A aplicação de RNAs de várias camadas fez surgir o que se convencionou chamar de deep learning. A partir da entrada de uma quantidade muito grande de dados, uma RNA é capaz de identificar padrões e associar eventos, fazendo surgir regras emergentes. Isso faz com que as RNAs sejam capazes de inferir até mesmo padrões que não são percebidos pelos humanos. Se forem satisfatórios para a realização da tarefa em questão, os conjuntos de regras inferidas por uma RNA podem ser consolidados em um modelo.

É um equívoco comum achar que uma IA dispõe de um cérebro eletrônico, aprendendo e se modificando o tempo todo. Pode vir a ser o caso, no futuro. Mas, por enquanto, os computadores capazes de realizar Redes Neurais são enormes, compostos de bilhões de transistores, e gastam muita energia. Estes criam modelos, programas menores e replicáveis, que são usados em nuvem ou até diretamente em dispositivos menores, como PCs, smartphones ou consoles de videogame.

As RNAs possibilitaram a criação de veículos autônomos, assistentes virtuais acionados por voz, tradução instantânea entre diversas línguas, e ainda aprenderam a nos vencer em diversos jogos, como Xadrez e Go. As IAs de hoje já influenciam todas as indústrias, reconhecendo padrões e nos ajudando a tomar decisões complexas. Mas elas apresentam problemas de difícil tratamento, que perduram e nos impedem de confiar nos modelos estritamente conectivos para tomar decisões realmente importantes.

CHEGADA DOS TRANSFORMADORES
A década de 2010 marcou um período em que os investimentos no aumento de RNAs não estavam apresentando retorno proporcional em resultados ou em aplicações comerciais. Marvin Minsky, por exemplo, morreu em 2006, reclamando que a IA estava estagnada. Porém, os últimos anos viram o surgimento de novas arquiteturas.

Durante todo o seu desenvolvimento, as RNAs eram dedicadas a problemas específicos, como reconhecimento de imagens, reconhecimento facial, robótica, processamento de fala, e os avanços em cada uma dessas áreas ficavam restritos. A partir de 2017, foi inventada uma nova classe de IAs, chamadas Transformers.

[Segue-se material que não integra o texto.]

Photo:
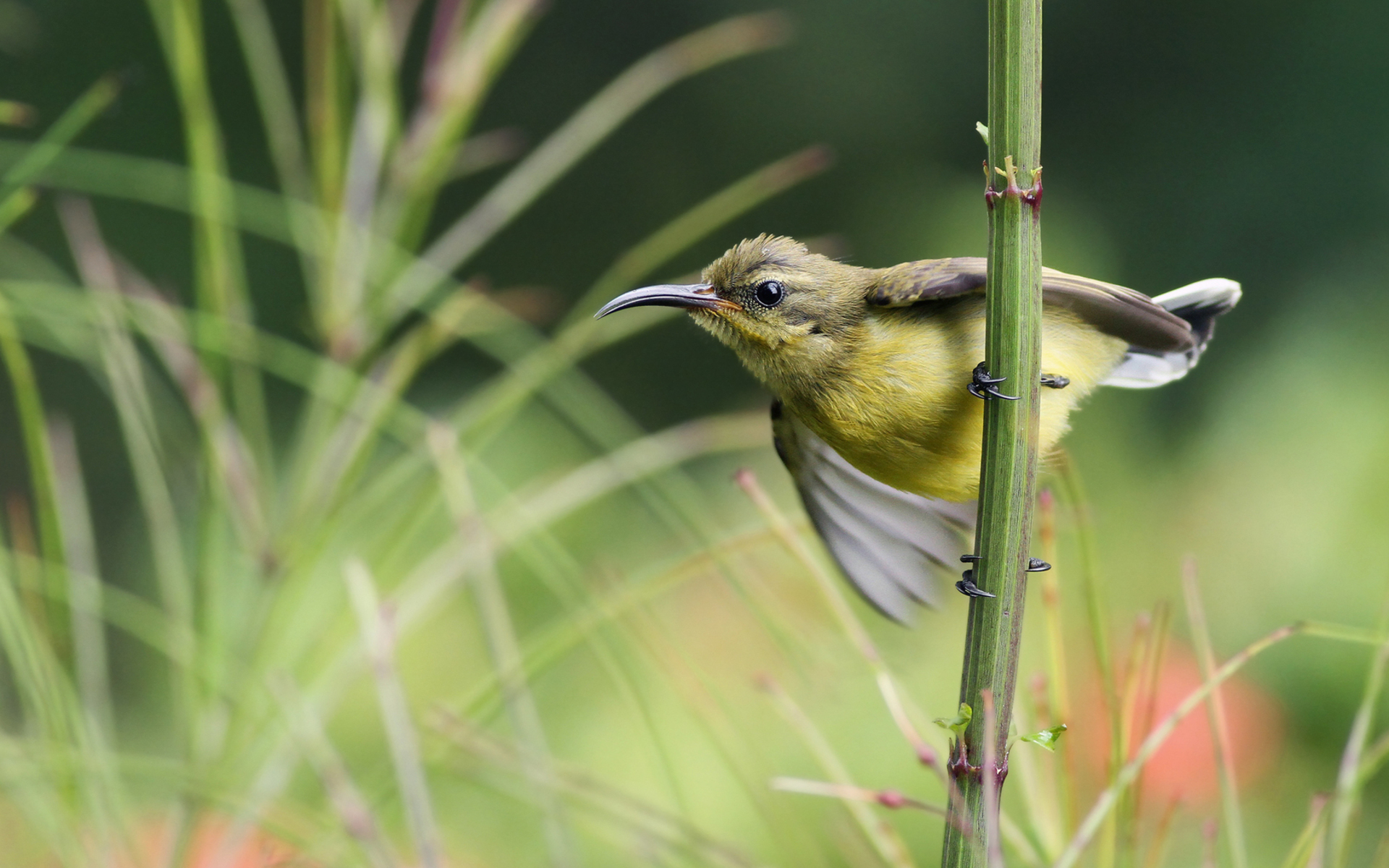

Através de um código muito simples – pode ser escrito em 200 linhas –, tornou-se possível tratar absolutamente qualquer coisa como “linguagem”. Então, antes, você poderia treinar um modelo com texto e fazê-lo responder na forma de texto. Mas agora, um mesmo tipo de IA consegue interpretar e cruzar diferentes modos de dados, como texto, vídeo, áudio, ressonância magnética, DNA, dados biométricos, linguagens de programação, música, mercado de ações…

Isso significa, também, que avanços em qualquer campo do conhecimento se refletem em outros, e, por isso, estamos presenciando uma grande explosão no número e na qualidade de aplicações para a IA.

PROBLEMAS DAS IAS
Nada disso implica na resolução imediata de problemas que afetam as IAs desde suas origens. Às vezes as IAs erram. Outras vezes, elas simplesmente entendem tudo errado. E, pra completar, às vezes elas também esquecem as coisas. Elas podem errar por vários motivos. O principal deles é que, por definição, um modelo é um compressor de informação. Ainda mais, é um sistema que perde informação no processo.

“As máquinas (as de machine learning…) ‘aprendem’ usando um processo de extração de características, equivalente a forçar a informação do universo de interesse (presente nos dados de treinamento, no caso do ChatGPT, parte da web) por um gargalo que comprime os dados (e o ruído que os acompanha) o máximo possível, preservando – até o limite definido no treinamento – a informação representada nos dados… usando um espaço muito menor do que a web”, explica Silvio Meira, cientista-chefe da empresa de consultoria TDS, professor extraordinário da Cesar School e presidente do conselho do Porto Digital, em seu blog.

Um exemplo de compressão: se você tirar uma selfie com o seu celular e depois fizer upload desse arquivo em um site, para usar como foto de perfil, pode notar que a imagem vai ter menos detalhes do que a original. De repente, a cor do seu olho pode estar um pouco diferente, ou não vai dar para ler o que está escrito na camisa. Isso acontece porque o seu arquivo foi comprimido, para não ocupar muito espaço no servidor do site.

Não podemos representar em poucas regras um mundaréu de informações, simplificações serão cometidas. É por isso que sistemas de geração de imagens, como Midjourney e DALL-E, são tão ruins em desenhar mãos e dedos. Eles não “entendem” que é uma parte do corpo humano, composta por ossos, cartilagem e músculos, que é o modelo que está rodando no cérebro de um desenhista humano. Preenchem pixels por estatística (“Qual seria o valor mais provável para este pixel, se ele está rodeado por esses outros valores?”), criando aberrações que deixariam Picasso orgulhoso.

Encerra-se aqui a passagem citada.